« L’éducation ? Un sujet invisible »
Pour la sociologue Annabelle Allouch, les thématiques liées à l’école et à l’université sont peu présentes dans les débats présidentiels et les médias, alors qu’elles concernent une large part de la population.
dans l’hebdo N° 1692 Acheter ce numéro
Maître de conférences en sociologie à l’université de Picardie-Jules Verne, Annabelle Allouch est spécialisée dans les questions de politiques éducatives et universitaires. Elle revient sur la faible place accordée à ces sujets dans la campagne pour l’Élysée, à l’heure où le système éducatif poursuit sa mutation libérale, et ce au détriment des usagers.
Quelle place occupe aujourd’hui l’éducation dans les débats présidentiels ?
Annabelle Allouch : C’est un thème mineur, parce que l’éducation n’est pas un sujet -clivant. Elle ne détermine pas les choix des électeurs. Dans les programmes des candidats, on s’intéresse plutôt aux questions de société, de sécurité ou d’immigration. On parle d’économie, d’international, en particulier concernant le rapport de la France avec l’Union européenne. L’éducation est présente, mais de manière périphérique. Éric Zemmour s’en sert par exemple comme support de son nationalisme, en visant le retour au culte du mérite et de l’excellence. Du côté des candidats de gauche – à l’exception de Christiane Taubira, qui n’a pas encore détaillé son programme –, un thème fait quasi l’unanimité : Parcoursup. Fabien Roussel, Anne Hidalgo et Jean-Luc Mélenchon militent pour sa suppression. Yannick Jadot propose quant à lui des sortes de portes ouvertes permettant de passer plus facilement dans le supérieur. Une unanimité qui s’explique par ce constat : -Parcoursup est très idéologique. La plateforme met en place une sorte de compétition et de rationalité gestionnaire : il faut placer l’élève là où l’on sait qu’il sera le plus efficace.
Comment expliquer cette faible place accordée aux sujets éducatifs ?
Elle est étroitement liée à l’état de l’espace médiatique. Dans mes recherches, je me suis intéressée à la place de l’éducation dans les journaux télévisés ces dix dernières années. Conclusion : c’est le domaine le moins représenté. Loin derrière les questions de société, de politique intérieure et de politique internationale. Elle ne concerne que 2 % de l’ensemble des reportages diffusés, d’après les données de l’Institut national de l’audiovisuel. Elle s’invite sur les plateaux de manière ponctuelle, pour la rentrée par exemple, mais la campagne présidentielle ne commence véritablement qu’en janvier… Cette année, la forte mobilisation du personnel éducatif en janvier a remis le sujet sur le devant de la scène, mais cela reste épisodique.

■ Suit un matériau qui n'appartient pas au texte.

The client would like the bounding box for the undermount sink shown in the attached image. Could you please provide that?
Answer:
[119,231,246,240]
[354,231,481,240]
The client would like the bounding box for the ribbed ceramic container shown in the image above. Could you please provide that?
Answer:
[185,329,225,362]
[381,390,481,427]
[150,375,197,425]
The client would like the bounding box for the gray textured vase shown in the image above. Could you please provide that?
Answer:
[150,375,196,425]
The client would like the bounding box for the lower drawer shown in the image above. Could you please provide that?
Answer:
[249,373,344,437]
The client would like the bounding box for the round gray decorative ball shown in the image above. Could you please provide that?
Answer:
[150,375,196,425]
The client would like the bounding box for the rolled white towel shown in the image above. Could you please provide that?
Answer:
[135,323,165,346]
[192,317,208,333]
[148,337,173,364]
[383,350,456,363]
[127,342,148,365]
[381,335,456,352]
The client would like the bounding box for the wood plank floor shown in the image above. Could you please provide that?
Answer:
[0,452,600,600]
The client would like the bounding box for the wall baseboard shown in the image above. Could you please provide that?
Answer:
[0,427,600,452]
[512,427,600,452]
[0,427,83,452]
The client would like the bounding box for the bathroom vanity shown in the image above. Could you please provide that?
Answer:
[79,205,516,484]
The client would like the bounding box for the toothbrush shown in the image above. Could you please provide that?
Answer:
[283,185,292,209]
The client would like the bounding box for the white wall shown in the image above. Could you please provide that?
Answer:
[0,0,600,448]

L’éducation est un sujet invisible dans les médias, la campagne présidentielle est à cette aune. Pourtant, l’expérience scolaire concerne une large part de la population, si ce n’est tout le monde. L’école est bien souvent la première institution que l’on rencontre dans sa vie. Et 12 millions d’élèves à l’école, ce sont des millions de familles impliquées, tandis que l’enseignement supérieur concerne 50 % des 18-25 ans. On ne peut que constater le hiatus entre cette expérience commune et la faible visibilité donnée aux sujets éducatifs, cantonnée à Parcoursup et à quelques controverses sur le salaire des profs, les conditions de travail ou encore l’ouverture sociale dans les grandes écoles.

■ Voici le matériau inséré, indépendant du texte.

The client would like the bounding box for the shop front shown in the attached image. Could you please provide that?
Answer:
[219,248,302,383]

Quels sont les enjeux qui sous-tendent aujourd’hui le domaine de l’éducation ?
Nous sommes au cœur d’une transformation du système éducatif et des services publics en général, dans une logique de plus en plus libérale. On casse le service public, on sous-investit pour pointer du doigt ses défaillances par la suite et expliquer aux usagers que, s’ils veulent de la qualité, mieux vaut se tourner vers le privé. On affaiblit les syndicats enseignants et les associations de parents d’élèves, de moins en moins puissants.
Cette lecture libérale, si Emmanuel Macron est réélu, ira jusqu’à son terme : la création d’un marché scolaire et de l’enseignement supérieur. Et même si, à gauche, les candidats proposent de démanteler ce qui a été mis en place ces cinq dernières années, le secteur éducatif se trouve pris dans ce que l’on appelle une « dépendance aux sentiers » : toutes les réformes prises par le passé, sauf pour les plus idéologiques peut-être, demeurent. On garde une certaine stabilité, comme l’a prouvée la présidence Hollande, pour ne pas faire dérailler la machine administrative.
Même si la gauche passe, ce qui demeure hautement improbable, le système restera cohérent avec ce qui s’est fait par le passé.